SAN FRANCISCO — With the recently approved fee increases covering only a little more than a quarter of the budget deficit for the University of California, talk at the Thursday meeting of the UC Board of Regents focused on a wide range of alternatives for dealing with the remaining budget shortfall as well as contingencies should an additional $100 million be cut from the UC midyear.
Plans presented at the board meeting Thursday were widely varied, with some already in implementation and others being put forward for consideration. The board and UC officials emphasized the need to keep “all options on the table” in order to address the budget shortfall.
“I asked to look at every single possible alternative,” said board chair Sherry Lansing in a press conference after the meeting. “That’s what today was all about.”
Without the revenue generated from fee increases, the overall UC deficit sits at just over $1 billion — a $650 million reduction in state support as well as around $362.5 million in unfunded mandatory cost increases. The fee hikes — one approved in November and one approved on Thursday — cover a little more than 26 percent of the gap, leaving an overall deficit of around $747 million.
At the meeting, options were presented that would be able to partially reduce the impact of state cuts in the short-term as well as long-term alternatives that could generate cost savings and revenue enhancements.
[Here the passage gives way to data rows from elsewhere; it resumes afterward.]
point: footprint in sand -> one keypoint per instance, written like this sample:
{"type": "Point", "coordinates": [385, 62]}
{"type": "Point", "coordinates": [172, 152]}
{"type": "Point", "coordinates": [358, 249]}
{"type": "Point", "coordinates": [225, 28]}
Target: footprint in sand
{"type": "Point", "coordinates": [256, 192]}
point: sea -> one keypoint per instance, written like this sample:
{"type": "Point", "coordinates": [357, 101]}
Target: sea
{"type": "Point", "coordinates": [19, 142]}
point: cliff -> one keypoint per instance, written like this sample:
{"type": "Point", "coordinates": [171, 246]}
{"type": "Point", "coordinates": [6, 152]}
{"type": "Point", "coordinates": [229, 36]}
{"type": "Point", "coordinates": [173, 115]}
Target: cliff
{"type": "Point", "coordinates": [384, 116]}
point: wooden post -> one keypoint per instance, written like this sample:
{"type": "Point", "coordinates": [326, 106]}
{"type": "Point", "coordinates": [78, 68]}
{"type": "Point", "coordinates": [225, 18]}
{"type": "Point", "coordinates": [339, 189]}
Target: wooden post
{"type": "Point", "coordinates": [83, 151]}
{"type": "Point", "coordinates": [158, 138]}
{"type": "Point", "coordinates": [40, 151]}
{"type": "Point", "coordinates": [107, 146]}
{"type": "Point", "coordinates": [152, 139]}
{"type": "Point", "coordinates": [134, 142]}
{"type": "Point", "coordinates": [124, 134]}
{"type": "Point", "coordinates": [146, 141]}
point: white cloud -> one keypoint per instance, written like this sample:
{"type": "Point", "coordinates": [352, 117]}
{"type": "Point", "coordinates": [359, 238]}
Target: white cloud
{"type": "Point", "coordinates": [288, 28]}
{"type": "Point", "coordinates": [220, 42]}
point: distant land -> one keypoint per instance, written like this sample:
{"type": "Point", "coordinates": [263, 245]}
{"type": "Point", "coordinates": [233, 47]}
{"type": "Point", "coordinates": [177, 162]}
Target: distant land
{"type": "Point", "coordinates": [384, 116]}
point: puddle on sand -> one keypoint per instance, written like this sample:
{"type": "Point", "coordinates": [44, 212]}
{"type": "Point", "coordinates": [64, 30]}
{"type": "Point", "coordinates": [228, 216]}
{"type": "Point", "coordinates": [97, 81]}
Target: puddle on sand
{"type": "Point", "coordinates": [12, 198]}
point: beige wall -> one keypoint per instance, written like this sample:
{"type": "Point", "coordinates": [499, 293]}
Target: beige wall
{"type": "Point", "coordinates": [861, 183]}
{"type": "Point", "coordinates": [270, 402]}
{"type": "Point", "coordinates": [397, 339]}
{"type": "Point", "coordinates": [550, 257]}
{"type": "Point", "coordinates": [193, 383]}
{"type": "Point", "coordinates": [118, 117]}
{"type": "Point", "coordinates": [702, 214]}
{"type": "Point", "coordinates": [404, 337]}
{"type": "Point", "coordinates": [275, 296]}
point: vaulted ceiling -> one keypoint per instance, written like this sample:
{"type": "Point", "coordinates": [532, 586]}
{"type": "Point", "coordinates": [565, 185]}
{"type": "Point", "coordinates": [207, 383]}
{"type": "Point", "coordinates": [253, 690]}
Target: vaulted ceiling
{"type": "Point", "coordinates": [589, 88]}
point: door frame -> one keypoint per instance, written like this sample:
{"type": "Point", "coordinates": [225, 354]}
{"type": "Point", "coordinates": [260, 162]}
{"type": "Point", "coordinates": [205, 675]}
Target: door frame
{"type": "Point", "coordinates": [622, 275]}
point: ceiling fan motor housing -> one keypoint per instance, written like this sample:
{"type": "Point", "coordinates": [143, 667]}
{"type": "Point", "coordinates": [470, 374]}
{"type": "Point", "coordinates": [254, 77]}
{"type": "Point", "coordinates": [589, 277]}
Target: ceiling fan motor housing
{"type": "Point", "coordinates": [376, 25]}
According to an action item for the meeting, as a result of budget cuts, actions that have already been taken by campuses include layoffs, consolidation and elimination of programs, increased class sizes, delayed faculty hires, reduced levels and hours of service and delayed purchase of necessary equipment.
Plans currently being implemented also include the Working Smarter Initiative, a systemwide administrative efficiency initiative which aims to produce savings of $500 million over five years. The program has already generated $157 million in savings over the last year.
Increasing nonresident enrollment was also presented as a means for addressing the budget shortfall.
According to UC officials, the university will likely increase nonresident undergraduate enrollment by about 2,000 students.
However, at the meeting, UC officials emphasized that it was important to make clear that enrolling more nonresident students allows the university to serve more California resident students, not fewer.
“By taking out-of-state students, we are actually able to sustain, and in some cases increase, the number of in-state students,” Lansing said at the meeting.
“We’re actually able to use the extra funding to increase the quality of education as well as the diversity. That’s really, I think, important for all of us to hear.”
In addition to plans already being implemented, options for future consideration were presented at the meeting, including differential tuition by campus, differential tuition by discipline and campus specialization. According to the presentation by UC officials, options not under consideration at this time include income-based tuition and enrollment reductions.
In addition to addressing this year’s shortfall, should the UC be cut up to an additional $100 million midyear, these alternatives would also be applied, according to an agenda item for the meeting.
If the entire $100 million reduction occurred, an additional 5.9 percent increase in fees would be required to cover the cut, according to the agenda item.
Although talk of the increase was tabled at Thursday’s meeting, UC officials have stated that in the event of further cuts, all options are being considered.
“We’re not going to take anything off the table, but we have been planning for a number of alternatives,” said Nathan Brostrom, UC executive vice president for business operations, in a press conference after the meeting.
Aaida Samad is an assistant news editor.